The Stalwart submits: The bane of any contrarian is the anecdotal contrarian indicator. In other words, whenever you perceive there to be a bubble in something, or at least an overextended trend, it's easy to find isolated items that to your mind must be evidence of a top. You know the kind of stuff we're talking about. Lakshmi Mittal (in photo on right) on the cover of People Magazine has to be a sign that commodities are peaking. Your kid sister just made her first $250,000 on a leveraged condo investment; real estate's gotta be heading south.
Unfortunately, these rarely turn out to be good markers. Who knows Lakshmi Mittal may make People Magazine's top 25 sexiest people in the world for the next five years. Meanwhile, you've been shorting commodities all the way up, ever since the magazine cover, because you thought you were so clever.
But that's the problem, it's clever, not analytical.
However, if you're like us, you're interested in noting key events in addition to your harder analysis. So instead of looking out for the "signs of the top", how about some straightforward signs that trouble may be around the corner. Here's a few things we've seen:
Bad manufacturing report. Last week, a surprise report from the Philly Fed indicated a sharp pullback in manufacturing growth. For the first time in several months, the data indicate a contraction. Yahoo advertising weakness. There's been nothing hotter than web advertising.
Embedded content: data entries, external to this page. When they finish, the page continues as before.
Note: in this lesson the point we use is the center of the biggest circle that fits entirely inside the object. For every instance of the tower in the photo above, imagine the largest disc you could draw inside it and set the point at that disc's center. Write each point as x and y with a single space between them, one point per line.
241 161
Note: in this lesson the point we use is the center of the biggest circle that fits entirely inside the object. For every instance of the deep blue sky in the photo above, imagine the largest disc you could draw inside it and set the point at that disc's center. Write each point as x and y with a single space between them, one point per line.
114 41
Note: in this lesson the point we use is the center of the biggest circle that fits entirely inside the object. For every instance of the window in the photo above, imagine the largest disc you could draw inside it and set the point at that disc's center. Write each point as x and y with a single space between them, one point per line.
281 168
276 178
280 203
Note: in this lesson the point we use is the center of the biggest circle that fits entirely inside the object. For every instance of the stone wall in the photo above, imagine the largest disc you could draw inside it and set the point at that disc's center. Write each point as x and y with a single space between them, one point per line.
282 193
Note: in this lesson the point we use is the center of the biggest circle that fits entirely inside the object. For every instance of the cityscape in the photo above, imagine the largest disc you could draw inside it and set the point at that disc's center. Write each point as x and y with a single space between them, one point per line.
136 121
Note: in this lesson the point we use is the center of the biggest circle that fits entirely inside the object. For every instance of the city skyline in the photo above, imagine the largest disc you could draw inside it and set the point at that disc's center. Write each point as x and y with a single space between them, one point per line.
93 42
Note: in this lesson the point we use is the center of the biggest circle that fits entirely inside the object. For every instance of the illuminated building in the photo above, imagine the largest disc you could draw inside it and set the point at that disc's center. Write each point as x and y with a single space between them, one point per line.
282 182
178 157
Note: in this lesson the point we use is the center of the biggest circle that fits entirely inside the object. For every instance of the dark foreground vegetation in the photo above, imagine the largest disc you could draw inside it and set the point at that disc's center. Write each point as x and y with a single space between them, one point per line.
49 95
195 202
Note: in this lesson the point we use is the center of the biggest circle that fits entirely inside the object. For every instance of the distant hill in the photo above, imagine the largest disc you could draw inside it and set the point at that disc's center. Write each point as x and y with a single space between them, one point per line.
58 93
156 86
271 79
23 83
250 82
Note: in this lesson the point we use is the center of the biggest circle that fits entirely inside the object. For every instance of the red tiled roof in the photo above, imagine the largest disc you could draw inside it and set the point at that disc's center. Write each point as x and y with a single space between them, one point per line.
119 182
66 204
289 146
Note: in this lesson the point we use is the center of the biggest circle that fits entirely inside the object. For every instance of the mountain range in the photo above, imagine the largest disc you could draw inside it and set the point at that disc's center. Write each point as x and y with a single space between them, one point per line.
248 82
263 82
The company is saying it's based on weakness in the financial and automotive sectors. Yahoo's forced unpaid vacation. OK, this is two Yahoo things in a row, but hello, 2002 called, it wants its forced unpaid vacation back. Remember, last year, we were making "hello, 1999 called..." jokes (a not so subtle shift). jetBlue selling planes. The official airline of the 'wart. A prolific grower and buyer of fresh Embraer jets is going to sell some planes and gird for a period of slower growth. Commodities decline. Almost all of the explanations for the across-the-board decline in commodity prices are totally unsatisfactory. Our favorite, of course, is the conspiracy that the gas companies are bringing the price down to help their Republican pals hold Congress. Ok, but then what about the nickel and sugar makers? The most reasonable and robust explanation is the same one that explained the multi-year rise in prices: economic strength. If economic growth cools, inventories will likely rise and price will drift downward. And that's what we're seeing. Housing. Even if housing was never a bubble, and we don't see a precipitous bust, prices are declining. We'll not wade into this discussion much, except to argue that this is probably not a sign of economic strength.
And yet the market is near all-time highs. So either our motley basket of cherry-picked evidence isn't meaningful, or the market is wrong. That's another debate.
Oh, and we can resist one major contrarian point:
Marc Faber turns temporarily bullish. We've often had a hard time understanding Marc Faber's reasoning, but this is disturbing. Remember that happened to the markets the last time a committed bear changed his tune.